Toxicities of the skin and chest wall are common in the treatment for periphery located lung tumors. The risk factors predicting grade 2 or greater skin toxicity are shown a limited number of beams, distance from the tumor to the chest wall, and a maximum skin dose of exceed 50 % of the prescribed dose [27]. In Radiation Therapy Oncology Group (RTOG) 0618 trial using 3 fractions for stage I NSCLC, dose constraint (≤24 Gy) is determined for the skin as one of the organ-at-risk. On the other hand, in the Japan Clinical Oncology Group (JCOG) 0403 trial using 4 fractions, the skin is not included as an organ-at-risk because the risk of severe skin toxicity is very low in total dose of 48 Gy.

Toxicities of the chest wall include chest wall pain, fibrosis of soft tissue, and rib fracture [28]. Rib fracture can be asymptomatic and is found incidentally on follow-up CT examination. Approximately 50 % of patients with rib fracture are reported asymptomatic [29]. Therefore, the incidence of rib fracture might be underestimated in early retrospective series. Including asymptomatic rib fracture, the incidence is reported 30–50 % in the patients after SBRT in recent literatures [29, 30]. Figure 13.3 shows a case with asymptomatic rib fracture after SBRT. The chest wall toxicity is more likely to be observed in patients with periphery located lung tumors close to the chest wall (≤1.8 or 2.0 cm) [29, 31]. Dunlap et al. report that the chest wall volume receiving more than 30 Gy predicts risk of severe pain and/or rib fracture [30]. In studies focusing on the rib dose, high dose volume including maximum dose and D2cc is well correlated with the risk of rib fracture [29, 32].

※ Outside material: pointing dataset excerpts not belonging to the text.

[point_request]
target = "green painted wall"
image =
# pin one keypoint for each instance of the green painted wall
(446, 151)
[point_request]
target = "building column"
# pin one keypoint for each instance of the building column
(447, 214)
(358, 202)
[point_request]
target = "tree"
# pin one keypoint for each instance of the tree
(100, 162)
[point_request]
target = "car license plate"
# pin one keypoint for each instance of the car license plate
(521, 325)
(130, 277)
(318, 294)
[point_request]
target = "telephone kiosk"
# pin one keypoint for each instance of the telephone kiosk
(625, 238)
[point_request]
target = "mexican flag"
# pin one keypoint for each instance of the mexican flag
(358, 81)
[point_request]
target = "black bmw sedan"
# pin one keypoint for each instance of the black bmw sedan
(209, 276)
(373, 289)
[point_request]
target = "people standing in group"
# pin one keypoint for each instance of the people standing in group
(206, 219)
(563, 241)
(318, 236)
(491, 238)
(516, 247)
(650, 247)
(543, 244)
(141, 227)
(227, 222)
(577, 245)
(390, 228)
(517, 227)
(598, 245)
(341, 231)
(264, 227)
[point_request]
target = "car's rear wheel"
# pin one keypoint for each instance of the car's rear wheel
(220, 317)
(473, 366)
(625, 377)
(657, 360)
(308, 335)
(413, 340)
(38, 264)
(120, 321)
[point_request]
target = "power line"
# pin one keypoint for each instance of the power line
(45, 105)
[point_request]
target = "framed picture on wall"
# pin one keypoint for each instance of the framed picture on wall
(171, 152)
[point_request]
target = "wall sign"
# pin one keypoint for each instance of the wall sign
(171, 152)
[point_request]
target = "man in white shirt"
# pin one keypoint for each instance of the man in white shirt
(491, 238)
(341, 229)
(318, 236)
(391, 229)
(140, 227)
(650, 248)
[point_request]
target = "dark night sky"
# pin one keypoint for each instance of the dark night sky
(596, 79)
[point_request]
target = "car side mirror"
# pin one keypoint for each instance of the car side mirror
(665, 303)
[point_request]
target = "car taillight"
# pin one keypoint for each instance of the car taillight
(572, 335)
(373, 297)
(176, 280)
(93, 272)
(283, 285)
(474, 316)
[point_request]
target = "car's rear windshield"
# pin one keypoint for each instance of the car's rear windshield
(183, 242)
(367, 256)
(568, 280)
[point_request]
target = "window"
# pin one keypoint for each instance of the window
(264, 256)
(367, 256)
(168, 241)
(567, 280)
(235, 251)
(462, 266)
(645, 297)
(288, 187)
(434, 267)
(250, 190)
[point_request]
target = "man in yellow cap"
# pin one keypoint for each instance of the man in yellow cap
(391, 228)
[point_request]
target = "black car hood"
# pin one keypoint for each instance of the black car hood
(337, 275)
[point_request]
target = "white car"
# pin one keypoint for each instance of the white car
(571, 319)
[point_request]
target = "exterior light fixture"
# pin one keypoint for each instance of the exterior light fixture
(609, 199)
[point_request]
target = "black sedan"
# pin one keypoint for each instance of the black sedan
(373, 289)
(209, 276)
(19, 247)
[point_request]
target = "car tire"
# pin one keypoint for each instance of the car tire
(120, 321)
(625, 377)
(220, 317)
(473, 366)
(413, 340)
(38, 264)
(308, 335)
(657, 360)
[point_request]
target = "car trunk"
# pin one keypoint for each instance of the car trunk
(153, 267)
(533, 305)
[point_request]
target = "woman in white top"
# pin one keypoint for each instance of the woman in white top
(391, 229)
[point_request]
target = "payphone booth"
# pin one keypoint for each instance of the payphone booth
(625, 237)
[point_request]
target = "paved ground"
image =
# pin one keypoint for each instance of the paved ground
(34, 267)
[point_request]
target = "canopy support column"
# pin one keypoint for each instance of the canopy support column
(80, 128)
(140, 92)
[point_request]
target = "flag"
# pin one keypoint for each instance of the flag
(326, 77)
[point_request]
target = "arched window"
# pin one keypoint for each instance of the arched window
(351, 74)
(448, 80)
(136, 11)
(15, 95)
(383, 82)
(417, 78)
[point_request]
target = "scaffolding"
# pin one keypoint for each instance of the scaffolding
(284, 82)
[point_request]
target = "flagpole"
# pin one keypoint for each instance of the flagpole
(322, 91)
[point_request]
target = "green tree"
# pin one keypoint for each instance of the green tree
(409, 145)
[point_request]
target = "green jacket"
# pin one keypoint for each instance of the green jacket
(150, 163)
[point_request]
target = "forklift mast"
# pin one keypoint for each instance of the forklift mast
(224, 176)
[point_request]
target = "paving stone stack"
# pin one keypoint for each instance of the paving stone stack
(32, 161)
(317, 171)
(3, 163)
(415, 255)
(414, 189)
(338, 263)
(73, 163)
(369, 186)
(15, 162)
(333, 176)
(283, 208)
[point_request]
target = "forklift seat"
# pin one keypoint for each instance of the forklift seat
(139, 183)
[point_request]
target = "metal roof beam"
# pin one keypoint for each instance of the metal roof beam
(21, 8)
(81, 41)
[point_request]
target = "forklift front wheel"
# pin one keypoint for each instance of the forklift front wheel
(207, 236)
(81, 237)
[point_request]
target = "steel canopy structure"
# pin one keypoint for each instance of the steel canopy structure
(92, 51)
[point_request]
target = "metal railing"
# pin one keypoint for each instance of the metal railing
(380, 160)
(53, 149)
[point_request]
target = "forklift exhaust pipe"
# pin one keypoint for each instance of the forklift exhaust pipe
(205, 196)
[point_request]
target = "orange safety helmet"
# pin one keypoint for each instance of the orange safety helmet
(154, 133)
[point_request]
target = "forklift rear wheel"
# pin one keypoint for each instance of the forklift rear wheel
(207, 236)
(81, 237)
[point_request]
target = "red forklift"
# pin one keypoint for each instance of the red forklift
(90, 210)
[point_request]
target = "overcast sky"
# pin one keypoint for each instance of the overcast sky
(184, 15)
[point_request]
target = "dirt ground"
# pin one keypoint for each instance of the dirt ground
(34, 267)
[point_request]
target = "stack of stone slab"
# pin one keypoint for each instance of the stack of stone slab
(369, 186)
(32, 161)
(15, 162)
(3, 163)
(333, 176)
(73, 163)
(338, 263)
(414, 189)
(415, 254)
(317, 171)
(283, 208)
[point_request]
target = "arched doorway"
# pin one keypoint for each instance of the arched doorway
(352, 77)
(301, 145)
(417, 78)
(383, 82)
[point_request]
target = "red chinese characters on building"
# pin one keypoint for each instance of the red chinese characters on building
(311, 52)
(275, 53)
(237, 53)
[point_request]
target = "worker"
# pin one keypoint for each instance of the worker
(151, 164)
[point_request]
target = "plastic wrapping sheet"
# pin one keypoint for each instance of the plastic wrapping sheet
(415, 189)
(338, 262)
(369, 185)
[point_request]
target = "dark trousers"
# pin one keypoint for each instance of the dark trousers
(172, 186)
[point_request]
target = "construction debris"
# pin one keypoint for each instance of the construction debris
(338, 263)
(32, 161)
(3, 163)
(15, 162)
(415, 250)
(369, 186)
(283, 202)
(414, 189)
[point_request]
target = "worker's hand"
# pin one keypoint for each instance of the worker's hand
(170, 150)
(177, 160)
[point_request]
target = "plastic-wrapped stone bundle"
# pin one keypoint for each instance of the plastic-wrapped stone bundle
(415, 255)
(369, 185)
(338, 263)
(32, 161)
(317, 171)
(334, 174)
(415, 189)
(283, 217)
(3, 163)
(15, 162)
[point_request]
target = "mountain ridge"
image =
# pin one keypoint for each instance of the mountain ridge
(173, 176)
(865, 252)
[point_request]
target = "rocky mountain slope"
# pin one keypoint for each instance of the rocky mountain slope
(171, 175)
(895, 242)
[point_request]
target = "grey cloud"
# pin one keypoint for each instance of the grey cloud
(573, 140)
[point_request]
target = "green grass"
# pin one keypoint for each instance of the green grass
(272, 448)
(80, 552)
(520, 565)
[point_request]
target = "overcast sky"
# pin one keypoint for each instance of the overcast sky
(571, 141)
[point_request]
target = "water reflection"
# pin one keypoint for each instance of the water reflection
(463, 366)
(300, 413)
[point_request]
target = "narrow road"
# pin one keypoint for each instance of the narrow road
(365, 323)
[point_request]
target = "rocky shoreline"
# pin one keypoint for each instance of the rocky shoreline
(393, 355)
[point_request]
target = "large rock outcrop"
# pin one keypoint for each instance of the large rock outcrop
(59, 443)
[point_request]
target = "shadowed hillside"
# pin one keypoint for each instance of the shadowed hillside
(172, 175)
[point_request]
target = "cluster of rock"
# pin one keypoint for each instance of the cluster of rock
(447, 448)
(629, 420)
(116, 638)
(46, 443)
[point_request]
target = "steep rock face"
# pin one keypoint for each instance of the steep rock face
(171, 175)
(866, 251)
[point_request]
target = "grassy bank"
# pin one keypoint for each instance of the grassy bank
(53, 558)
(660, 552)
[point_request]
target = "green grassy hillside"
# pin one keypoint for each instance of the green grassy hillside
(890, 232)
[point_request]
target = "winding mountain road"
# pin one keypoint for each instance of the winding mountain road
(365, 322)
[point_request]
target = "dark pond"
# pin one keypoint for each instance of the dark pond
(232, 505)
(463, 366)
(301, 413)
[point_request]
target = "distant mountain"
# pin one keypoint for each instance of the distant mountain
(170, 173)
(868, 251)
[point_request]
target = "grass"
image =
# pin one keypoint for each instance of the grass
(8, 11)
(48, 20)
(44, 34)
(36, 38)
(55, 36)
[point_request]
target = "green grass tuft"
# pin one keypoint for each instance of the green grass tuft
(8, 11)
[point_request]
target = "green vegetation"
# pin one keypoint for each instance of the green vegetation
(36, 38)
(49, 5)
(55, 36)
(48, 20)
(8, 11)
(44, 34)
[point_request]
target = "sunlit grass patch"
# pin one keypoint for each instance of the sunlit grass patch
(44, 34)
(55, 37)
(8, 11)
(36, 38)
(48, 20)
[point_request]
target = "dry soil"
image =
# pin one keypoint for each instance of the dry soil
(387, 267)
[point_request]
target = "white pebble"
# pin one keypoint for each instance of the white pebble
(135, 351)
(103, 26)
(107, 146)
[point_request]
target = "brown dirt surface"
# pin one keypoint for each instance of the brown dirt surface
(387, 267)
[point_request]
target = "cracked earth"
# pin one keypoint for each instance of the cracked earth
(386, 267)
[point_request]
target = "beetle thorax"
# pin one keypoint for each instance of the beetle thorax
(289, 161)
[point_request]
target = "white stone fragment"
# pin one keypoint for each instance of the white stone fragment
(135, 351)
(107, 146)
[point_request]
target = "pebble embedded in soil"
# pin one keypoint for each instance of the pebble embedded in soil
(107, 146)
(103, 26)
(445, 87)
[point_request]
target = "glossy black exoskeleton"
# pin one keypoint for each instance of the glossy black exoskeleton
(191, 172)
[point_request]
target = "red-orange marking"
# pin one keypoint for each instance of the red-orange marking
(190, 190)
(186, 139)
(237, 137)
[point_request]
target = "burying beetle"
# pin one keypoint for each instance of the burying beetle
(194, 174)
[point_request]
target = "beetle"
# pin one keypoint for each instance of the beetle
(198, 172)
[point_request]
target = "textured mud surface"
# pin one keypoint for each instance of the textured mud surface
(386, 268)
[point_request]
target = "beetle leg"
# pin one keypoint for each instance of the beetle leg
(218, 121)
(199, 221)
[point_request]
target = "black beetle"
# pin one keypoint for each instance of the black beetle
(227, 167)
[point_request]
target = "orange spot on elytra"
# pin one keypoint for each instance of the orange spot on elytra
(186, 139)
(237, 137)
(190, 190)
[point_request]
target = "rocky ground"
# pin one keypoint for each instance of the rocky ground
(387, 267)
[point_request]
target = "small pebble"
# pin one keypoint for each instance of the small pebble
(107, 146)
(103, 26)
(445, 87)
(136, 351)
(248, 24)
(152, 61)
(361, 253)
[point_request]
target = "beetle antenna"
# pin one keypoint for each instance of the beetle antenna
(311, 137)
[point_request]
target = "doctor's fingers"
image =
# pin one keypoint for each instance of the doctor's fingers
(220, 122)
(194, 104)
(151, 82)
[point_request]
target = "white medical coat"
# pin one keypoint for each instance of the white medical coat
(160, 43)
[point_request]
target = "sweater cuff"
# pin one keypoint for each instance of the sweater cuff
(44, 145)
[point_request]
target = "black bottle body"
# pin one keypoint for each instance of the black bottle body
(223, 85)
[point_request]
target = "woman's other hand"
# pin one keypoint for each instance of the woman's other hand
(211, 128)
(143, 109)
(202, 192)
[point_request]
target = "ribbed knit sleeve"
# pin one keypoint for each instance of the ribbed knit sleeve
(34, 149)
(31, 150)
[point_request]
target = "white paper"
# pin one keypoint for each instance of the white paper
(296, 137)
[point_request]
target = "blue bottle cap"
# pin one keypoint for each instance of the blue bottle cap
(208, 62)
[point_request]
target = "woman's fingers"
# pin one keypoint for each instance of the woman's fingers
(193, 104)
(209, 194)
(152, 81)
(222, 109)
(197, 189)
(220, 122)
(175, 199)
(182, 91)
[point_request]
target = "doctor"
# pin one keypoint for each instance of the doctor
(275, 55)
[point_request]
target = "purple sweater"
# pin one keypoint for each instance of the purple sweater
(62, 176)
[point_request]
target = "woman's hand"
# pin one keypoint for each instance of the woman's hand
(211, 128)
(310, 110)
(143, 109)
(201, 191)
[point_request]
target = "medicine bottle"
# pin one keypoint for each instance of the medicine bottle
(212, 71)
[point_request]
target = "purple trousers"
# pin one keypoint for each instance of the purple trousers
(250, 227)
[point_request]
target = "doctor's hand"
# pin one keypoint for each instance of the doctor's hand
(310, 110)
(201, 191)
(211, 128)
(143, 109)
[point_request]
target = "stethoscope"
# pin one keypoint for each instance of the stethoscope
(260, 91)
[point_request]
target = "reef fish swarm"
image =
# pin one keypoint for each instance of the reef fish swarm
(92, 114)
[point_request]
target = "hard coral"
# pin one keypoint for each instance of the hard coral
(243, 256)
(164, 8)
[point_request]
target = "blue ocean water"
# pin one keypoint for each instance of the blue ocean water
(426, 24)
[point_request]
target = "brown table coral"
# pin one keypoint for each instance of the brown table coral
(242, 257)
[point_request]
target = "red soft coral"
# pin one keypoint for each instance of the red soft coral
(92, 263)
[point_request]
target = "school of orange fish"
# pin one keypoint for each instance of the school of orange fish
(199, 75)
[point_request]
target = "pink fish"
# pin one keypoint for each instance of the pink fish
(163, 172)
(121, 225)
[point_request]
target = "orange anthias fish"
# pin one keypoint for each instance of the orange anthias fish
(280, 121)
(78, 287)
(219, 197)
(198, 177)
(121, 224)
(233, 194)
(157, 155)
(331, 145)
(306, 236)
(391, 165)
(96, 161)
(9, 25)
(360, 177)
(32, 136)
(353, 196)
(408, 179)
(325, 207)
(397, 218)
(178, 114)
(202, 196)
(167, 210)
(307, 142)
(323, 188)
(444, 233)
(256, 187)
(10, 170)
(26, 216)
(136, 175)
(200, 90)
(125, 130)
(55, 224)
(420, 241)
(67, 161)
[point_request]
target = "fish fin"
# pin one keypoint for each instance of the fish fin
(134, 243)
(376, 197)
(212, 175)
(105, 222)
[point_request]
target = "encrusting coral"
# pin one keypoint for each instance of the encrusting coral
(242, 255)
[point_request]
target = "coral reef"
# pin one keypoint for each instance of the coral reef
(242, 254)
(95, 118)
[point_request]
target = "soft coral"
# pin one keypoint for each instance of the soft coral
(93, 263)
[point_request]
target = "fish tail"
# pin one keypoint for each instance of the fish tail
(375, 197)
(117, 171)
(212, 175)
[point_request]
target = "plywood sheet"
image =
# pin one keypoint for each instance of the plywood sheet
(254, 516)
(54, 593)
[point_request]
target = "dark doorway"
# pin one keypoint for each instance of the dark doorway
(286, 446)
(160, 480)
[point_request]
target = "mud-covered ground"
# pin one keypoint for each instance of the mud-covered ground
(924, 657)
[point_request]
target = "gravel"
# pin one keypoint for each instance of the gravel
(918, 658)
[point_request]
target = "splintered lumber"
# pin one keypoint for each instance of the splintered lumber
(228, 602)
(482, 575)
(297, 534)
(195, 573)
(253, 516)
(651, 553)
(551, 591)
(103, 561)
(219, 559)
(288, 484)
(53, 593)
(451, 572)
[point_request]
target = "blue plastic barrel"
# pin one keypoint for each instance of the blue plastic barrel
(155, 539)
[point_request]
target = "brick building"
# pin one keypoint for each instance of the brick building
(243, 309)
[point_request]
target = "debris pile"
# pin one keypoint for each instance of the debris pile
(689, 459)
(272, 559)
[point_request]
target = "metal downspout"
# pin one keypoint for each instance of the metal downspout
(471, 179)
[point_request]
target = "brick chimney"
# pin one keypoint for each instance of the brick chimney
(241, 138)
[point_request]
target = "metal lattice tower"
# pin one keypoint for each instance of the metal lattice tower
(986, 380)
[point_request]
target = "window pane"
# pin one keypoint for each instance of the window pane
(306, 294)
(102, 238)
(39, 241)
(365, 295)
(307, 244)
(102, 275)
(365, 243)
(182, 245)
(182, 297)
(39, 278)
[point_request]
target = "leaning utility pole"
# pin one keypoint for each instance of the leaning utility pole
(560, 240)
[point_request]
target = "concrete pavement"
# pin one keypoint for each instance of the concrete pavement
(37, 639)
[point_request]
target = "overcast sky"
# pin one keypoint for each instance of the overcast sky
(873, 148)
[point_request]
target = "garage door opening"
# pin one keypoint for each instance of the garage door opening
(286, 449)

Regarding chest wall pain, Welsh et al. report that 25 % of patients treated with SBRT experienced chest wall pain, and many of them had no rib fractures. They also found that body mass index (BMI) and diabetes were strong predictors for the development of chest pain [33]. By contrast, the incidence of grade 2 or higher chest wall pain is reported very low in Japanese SBRT series [29, 34]. Difference in BMI or diabetes rate between nationalities might be a cause of the difference of symptomatic presentation.

Brachial plexus is an organ-at –risk in patients with lung tumors at apical locations. Tolerance dose of the brachial plexus in SBRT using high fractional doses is not well known. Recent investigation from Indiana University reported that 7 of 36 patients (19 %) with apical lung tumors who were treated with SBRT using median dose of 57 Gy in 3–4 fractions experienced Grade 2–4 brachial plexopathy after the treatment (range 6–23 months). The 2-year rate of brachial plexopathy is documented 46 % for maximum dose > 26 Gy versus 8 % for ≤ 26 Gy [35]. In the RTOG trial (0618), dose constraint for brachial plexus is defined ≤ 24 Gy (8 Gy/fraction).